Seth's 65 minute-long documentary reveals the irony of Pariyar's assertion. Every year, lakhs of rural Nepali men migrate to metropolitan centres in India, including Mumbai, to escape back-breaking poverty and with the hope of sending back money to take care of their families.
However, unfortunate lifestyle choices lead many of them to contract HIV, which is transmitted to their wives and, subsequent newborns, after which they, like Pariyar's brother, return home. Consequently, in the villages of Nepal, AIDS is referred to as Mumbaiya Rog (Mumbai disease). As young men prepare to make a similar journey across the porous national border, farewell songs mix caution with lament. "Don't bring back the Mumbaiya Rog," villagers tell those travelling for work.
"There is a small epidemic breaking out in the villages of Achham (where the migrants come from) and no one is doing anything about it. In another few years, we'll have a full blown epidemic on our hands," says Seth, who began shooting this documentary in 2008 and completed it earlier this year. "As a filmmaker, my job to be objective and dispassionate. No film brings about a revolution, but I'll be happy as long as this one gets people thinking," he said.
At: 5.30 pm, Nov 10, Experimental Theatre, NCPA, Nariman Point
'A micro-epidemic is breaking out'
Aditya Seth has been associated with the Indian media since 1986, and his documentaries cover a wide spectrum of topics. We speak to the veteran on his latest documentary - on the condition of the Nepali migrants in the city
What got you interested in making this documentary ?
It began with a radio show that I had worked on with Equal Access and Family Health International, Nepal, from 2005 to 2007. It was called Des Pardes and I worked on a 15-minute segment where I would interview people from the Nepali community staying in Mumbai, focusing specifically on the physical and mental health concerns that emerged from the lifestyle they led. They'd drink, gamble and visit brothels. They'd save too little to send money back home and their high-risk behaviour left them vulnerable to contracting the HIV virus. So after the radio show ended, I made this documentary to show the micro epidemic that's breaking out in Nepal's villages, particularly Achham, where I shot.
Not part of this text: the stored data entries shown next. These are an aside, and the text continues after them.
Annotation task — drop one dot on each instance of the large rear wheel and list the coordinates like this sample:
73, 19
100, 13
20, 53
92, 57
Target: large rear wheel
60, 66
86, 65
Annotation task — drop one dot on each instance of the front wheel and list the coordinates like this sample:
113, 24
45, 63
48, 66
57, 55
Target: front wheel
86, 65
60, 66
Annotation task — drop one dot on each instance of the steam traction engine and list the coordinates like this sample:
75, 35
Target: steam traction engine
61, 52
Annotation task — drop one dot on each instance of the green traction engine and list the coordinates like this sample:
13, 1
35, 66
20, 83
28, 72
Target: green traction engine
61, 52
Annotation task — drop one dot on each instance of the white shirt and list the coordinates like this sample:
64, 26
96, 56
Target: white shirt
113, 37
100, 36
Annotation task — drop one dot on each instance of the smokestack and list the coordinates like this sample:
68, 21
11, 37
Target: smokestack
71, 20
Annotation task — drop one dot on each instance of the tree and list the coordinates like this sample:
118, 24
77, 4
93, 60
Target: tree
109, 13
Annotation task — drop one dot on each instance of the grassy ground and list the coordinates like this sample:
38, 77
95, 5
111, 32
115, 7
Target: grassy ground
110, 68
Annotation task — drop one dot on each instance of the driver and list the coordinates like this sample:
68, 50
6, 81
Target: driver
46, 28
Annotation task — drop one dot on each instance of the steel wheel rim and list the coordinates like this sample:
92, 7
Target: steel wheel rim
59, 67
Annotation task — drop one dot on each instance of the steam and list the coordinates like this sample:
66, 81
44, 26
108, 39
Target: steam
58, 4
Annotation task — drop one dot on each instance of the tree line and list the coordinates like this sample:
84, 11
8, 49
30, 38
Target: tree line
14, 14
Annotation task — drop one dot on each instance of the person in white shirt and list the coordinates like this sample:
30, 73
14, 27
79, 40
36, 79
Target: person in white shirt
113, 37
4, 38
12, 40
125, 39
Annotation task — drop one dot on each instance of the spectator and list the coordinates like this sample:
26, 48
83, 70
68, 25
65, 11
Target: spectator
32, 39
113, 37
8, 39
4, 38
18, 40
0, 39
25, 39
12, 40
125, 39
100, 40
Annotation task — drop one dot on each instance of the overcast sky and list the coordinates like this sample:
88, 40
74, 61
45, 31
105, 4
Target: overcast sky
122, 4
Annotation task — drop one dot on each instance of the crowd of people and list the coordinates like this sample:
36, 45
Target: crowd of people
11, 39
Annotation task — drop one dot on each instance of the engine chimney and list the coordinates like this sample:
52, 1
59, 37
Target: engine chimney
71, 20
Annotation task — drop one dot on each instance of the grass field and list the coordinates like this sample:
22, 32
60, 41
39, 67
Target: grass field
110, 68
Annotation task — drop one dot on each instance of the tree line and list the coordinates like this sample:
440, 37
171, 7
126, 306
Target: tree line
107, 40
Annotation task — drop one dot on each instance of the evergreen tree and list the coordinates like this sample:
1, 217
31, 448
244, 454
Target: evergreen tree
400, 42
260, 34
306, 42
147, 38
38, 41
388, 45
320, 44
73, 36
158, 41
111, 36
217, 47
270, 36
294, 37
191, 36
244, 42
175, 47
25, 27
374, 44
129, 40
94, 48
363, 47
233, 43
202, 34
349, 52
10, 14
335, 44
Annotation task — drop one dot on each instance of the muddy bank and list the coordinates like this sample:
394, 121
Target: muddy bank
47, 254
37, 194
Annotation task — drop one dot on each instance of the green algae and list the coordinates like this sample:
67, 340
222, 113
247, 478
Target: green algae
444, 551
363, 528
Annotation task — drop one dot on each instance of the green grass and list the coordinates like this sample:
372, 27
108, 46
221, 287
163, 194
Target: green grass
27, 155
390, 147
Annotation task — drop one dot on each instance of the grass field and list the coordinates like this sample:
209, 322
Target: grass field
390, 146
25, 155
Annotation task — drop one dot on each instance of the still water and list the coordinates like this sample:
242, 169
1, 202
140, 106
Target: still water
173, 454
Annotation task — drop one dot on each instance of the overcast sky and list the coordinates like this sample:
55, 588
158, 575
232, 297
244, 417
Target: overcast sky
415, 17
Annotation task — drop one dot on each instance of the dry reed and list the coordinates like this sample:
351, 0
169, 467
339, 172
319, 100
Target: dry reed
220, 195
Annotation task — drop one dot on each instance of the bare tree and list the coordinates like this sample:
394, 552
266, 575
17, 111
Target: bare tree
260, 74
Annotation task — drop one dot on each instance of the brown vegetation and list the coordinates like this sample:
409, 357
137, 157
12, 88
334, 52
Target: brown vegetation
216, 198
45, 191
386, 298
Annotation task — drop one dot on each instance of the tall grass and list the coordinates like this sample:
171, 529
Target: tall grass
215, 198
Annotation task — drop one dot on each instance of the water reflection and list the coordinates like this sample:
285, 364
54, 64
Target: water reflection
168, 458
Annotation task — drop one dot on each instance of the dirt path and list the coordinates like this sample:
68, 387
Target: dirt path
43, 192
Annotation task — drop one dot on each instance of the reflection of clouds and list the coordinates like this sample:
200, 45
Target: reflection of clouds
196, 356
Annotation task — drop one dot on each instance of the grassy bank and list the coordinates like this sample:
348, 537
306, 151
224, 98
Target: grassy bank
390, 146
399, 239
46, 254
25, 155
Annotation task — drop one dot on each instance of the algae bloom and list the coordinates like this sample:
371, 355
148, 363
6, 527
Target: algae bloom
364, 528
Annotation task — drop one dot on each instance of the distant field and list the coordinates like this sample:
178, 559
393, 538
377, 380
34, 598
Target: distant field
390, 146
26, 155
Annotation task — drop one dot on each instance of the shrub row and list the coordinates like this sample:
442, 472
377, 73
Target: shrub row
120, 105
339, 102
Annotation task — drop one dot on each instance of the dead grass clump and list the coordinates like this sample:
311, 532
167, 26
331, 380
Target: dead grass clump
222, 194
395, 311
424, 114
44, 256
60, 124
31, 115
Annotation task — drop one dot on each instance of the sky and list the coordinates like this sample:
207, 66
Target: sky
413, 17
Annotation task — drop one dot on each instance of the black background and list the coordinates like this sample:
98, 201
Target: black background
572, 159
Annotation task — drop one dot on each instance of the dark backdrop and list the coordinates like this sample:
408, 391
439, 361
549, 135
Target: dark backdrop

Sections of the Nepali press weren't too happy with the title of the film.
The film is called Bahadur The Accidental Brave, because I wanted to challenge the stereotype we have of the Nepali migrant. We think of him as Bahadur, and completely overlook the history of the word. The British gave the Nepalis the name because of the bravery with which they fought wars. I got both, negative and positive feedback from the Nepali intelligentsia that saw my film, and to those who had a problem with the title, I simply told them that the title is a reference to the point of view the average Indian has of a Nepali migrant worker.
You have to move beyond the title of the film, and discuss the issues being raised in it.